Overview
New Humanism
Quick Reference
The slogan of a small but influential group of American critics in the 1920s and 1930s, led by Irving Babbitt and Paul Elmer More, and including among its champions Norman Foerster and (for a short period before defecting to an incompatible position) Stuart P. Sherman. It derived its concept of humanism and many of its literary principles from the critical writings of Matthew Arnold, upholding an ethical doctrine of self-restraint in place of formal religious doctrine and opposing the excessive individualism of the Romantic tradition in the name of classical order and harmony. It was especially hostile to the Romantic cult of nature, and tended to blame the nationalism exhibited in the First World War upon Romantic forms of irrationalism.

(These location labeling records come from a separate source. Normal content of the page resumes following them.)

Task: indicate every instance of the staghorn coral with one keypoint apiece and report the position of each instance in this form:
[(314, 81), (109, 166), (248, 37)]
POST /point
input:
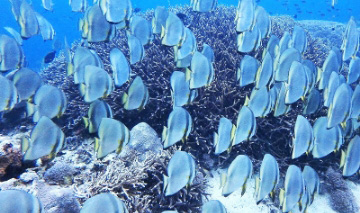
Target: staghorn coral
[(138, 183), (222, 98)]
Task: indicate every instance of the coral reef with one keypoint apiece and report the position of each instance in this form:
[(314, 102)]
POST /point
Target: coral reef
[(342, 199), (137, 177)]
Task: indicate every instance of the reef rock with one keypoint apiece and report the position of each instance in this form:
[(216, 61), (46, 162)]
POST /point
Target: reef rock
[(60, 173), (143, 138), (56, 199)]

Its principal joint publication was a book of essays, Humanism and America (1930) edited by Foerster, who in the same year published his own book, Towards Standards; but its positions can be seen to have developed from earlier writings including some of More's essays in his long sequence of Shelburne Essays (11 vols, 1904–21) and Babbitt's books Rousseau and Romanticism (1919) and Democracy and Leadership (1924). Among its more sceptical followers was T. S. Eliot, who had studied under Babbitt and sympathized with his anti-Romantic principles but came to regard the New Humanism as incoherent because lacking in secure religious foundations. For a fuller account, consult Thomas R. Nevin, Irving Babbitt (1984).